Comparative Analysis of Matching Algorithms in a Self-Improving Loop
In the HR-Tech sector, the problem of automatically matching CVs (Resumes) and Job Descriptions (JDs) remains a key challenge. Traditional recommender systems require vast amounts of behavioral data (clicks, invitations, hires), which accumulate slowly in HR. Furthermore, the quality of this data often suffers from recruiter subjectivity.
We propose a "Self-Improving Matching Loop" approachβa closed loop where:
- The system generates candidate pairs.
- An LLM acts as the "Ideal Recruiter," labeling the data.
- Algorithms train on this data and compete against each other.
- The best algorithm is automatically deployed to production.
The goal of this work is to analyze the effectiveness of various architectures (Vector Search vs. MLP vs.

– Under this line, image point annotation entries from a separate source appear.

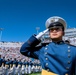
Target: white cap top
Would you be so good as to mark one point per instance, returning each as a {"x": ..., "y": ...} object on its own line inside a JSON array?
[{"x": 56, "y": 19}]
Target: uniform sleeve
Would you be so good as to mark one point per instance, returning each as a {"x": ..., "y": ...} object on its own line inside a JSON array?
[{"x": 30, "y": 48}]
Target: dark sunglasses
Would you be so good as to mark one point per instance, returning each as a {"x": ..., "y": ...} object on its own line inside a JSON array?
[{"x": 55, "y": 28}]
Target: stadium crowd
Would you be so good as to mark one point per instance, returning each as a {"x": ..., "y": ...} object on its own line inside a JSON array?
[{"x": 13, "y": 63}]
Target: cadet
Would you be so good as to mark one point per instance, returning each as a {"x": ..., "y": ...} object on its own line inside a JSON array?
[{"x": 56, "y": 57}]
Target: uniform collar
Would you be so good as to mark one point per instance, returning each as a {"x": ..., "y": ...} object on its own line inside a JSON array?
[{"x": 59, "y": 42}]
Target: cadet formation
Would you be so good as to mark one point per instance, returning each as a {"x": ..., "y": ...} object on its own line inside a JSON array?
[
  {"x": 15, "y": 67},
  {"x": 57, "y": 57}
]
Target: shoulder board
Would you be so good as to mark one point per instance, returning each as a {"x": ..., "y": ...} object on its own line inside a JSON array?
[{"x": 70, "y": 44}]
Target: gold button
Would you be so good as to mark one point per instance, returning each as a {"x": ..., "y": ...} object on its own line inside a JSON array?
[
  {"x": 46, "y": 64},
  {"x": 68, "y": 46},
  {"x": 68, "y": 62},
  {"x": 68, "y": 50},
  {"x": 45, "y": 48},
  {"x": 67, "y": 68},
  {"x": 69, "y": 56},
  {"x": 48, "y": 70},
  {"x": 46, "y": 58}
]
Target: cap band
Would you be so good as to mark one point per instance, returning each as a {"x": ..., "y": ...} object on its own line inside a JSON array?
[{"x": 58, "y": 24}]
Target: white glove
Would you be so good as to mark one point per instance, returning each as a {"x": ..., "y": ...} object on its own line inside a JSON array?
[{"x": 41, "y": 34}]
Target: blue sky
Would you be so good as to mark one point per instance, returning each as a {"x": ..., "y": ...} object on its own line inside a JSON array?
[{"x": 19, "y": 18}]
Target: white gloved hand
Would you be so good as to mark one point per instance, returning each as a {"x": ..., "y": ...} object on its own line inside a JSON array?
[{"x": 41, "y": 34}]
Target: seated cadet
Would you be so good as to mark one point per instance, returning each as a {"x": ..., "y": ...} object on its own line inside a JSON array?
[{"x": 57, "y": 57}]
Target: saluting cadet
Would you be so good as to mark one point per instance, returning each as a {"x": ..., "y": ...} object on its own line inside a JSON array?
[{"x": 56, "y": 57}]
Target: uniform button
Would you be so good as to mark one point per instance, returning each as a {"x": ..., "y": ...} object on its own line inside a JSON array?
[
  {"x": 68, "y": 50},
  {"x": 46, "y": 64},
  {"x": 68, "y": 62},
  {"x": 68, "y": 46},
  {"x": 46, "y": 58},
  {"x": 45, "y": 53},
  {"x": 46, "y": 45},
  {"x": 45, "y": 48},
  {"x": 67, "y": 68},
  {"x": 69, "y": 56},
  {"x": 48, "y": 70}
]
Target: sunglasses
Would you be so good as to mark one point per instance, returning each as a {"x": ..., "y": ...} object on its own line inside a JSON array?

Batch) within this loop and determine the optimal strategy for filtering out irrelevant candidates.
Competing Architectures
Three approaches to similarity assessment participated in the experiment:
- MatchedCosine (Fine-tuned Embeddings): Uses cosine similarity between text vectors obtained via a language model fine-tuned on domain data.

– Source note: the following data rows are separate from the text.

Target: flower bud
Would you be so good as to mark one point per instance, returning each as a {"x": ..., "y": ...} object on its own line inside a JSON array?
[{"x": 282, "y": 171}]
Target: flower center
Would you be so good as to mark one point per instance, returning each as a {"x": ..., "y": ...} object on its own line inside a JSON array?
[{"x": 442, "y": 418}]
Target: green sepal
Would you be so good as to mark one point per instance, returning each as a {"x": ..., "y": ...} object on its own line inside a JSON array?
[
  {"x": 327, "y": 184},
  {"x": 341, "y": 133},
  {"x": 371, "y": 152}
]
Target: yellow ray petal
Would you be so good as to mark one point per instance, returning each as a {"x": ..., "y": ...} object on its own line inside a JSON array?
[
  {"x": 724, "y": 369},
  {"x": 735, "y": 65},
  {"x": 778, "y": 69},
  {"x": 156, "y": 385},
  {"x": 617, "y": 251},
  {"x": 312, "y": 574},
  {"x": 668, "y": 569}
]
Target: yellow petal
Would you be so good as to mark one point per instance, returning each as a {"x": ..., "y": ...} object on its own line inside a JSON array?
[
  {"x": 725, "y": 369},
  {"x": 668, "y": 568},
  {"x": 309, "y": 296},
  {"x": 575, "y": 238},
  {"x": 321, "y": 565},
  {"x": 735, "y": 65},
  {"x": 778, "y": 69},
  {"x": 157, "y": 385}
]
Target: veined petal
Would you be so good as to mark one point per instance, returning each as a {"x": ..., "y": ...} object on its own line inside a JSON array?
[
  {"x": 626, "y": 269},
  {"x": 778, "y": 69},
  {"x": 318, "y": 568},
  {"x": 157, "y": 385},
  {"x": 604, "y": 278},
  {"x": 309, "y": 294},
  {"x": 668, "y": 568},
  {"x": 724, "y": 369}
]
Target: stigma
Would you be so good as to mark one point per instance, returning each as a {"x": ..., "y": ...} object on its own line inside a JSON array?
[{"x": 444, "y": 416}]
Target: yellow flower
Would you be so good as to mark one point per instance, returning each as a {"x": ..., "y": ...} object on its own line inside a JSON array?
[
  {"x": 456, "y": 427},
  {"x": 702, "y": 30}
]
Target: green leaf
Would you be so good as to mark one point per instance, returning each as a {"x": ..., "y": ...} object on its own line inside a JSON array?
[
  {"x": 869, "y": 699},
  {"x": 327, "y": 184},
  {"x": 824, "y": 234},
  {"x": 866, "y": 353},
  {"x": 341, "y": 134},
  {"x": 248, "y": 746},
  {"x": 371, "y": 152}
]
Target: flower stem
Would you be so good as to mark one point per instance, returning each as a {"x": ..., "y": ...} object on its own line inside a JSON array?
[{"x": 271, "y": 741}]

- MatchedMlp (Multi-Layer Perceptron): A fully connected neural network that takes concatenated feature pairs as input and predicts the probability of a match.
- MatchedBatch: Batch matching via a neural network, optimizing the loss function for a group of candidates simultaneously.
LLM as Arbiter (Ground Truth)
Instead of manual labeling, we used a relevance score (matched) obtained from an LLM (Gemini). The model analyzed the text of the vacancy and the specialist's profile, providing a relevance score from 0 to 1. This allowed us to quickly obtain a dense matrix of scores for N=2867 pairs, ensuring high speed for R&D iterations.
Experiment Results
A Spearman correlation analysis was conducted between the algorithms' predictions and the benchmark evaluation (matched).
The results showed a significant gap in the quality of the algorithms' performance:
| Algorithm | Spearman Correlation | Sample Size (n) | Interpretation |
|---|---|---|---|
| MatchedCosine | 0.4392 | 2867 | Moderate correlation. Best result. |
| MatchedBatch | 0.1928 | 1749 | Weak correlation. High noise level. |
| MatchedMlp | 0.1180 | 2867 | No correlation. Random noise level. |
Observation: Vector search (MatchedCosine) proved to be the only method demonstrating a statistically significant relationship with the target metric. The MatchedMlp and MatchedBatch methods showed low generalization capability during this training iteration.
Self-Learning Architecture
The obtained results confirm the hypothesis that fine-tuned embeddings are the most robust solution for a system "Cold Start."
However, the value of the system lies not in the victory of a single algorithm, but in the automatic identification of the winner. The developed pipeline operates on the principle of evolutionary selection:
- Generation: The system continuously creates new versions of algorithms.
- Validation: The LLM automatically evaluates their quality on a holdout set (as shown in the experiment).
- Rotation: If MatchedMlp_v2 shows a correlation of 0.5 against Cosine's 0.44, traffic automatically switches to it.
The current failure of MLP and Batch in the experiment is not an architectural failure, but a signal to the automatic pipeline regarding the need to adjust training hyperparameters (e.g., changing the loss function or adding negative mining) without engineer intervention.
We have demonstrated a working prototype of a self-learning matching system. At the current stage of system development:
- MatchedCosine is recommended as the primary ranking algorithm.
- A cutoff threshold has been established, ensuring an optimal Precision/Recall balance.
- MatchedBatch and MatchedMlp have been excluded from the decision-making loop until they are retrained, as they introduce noise.
Further development of the system involves using the obtained "clean" data (filtered through Cosine and validated by the LLM) for the retraining (distillation) of more complex MLP models, closing the quality improvement loop.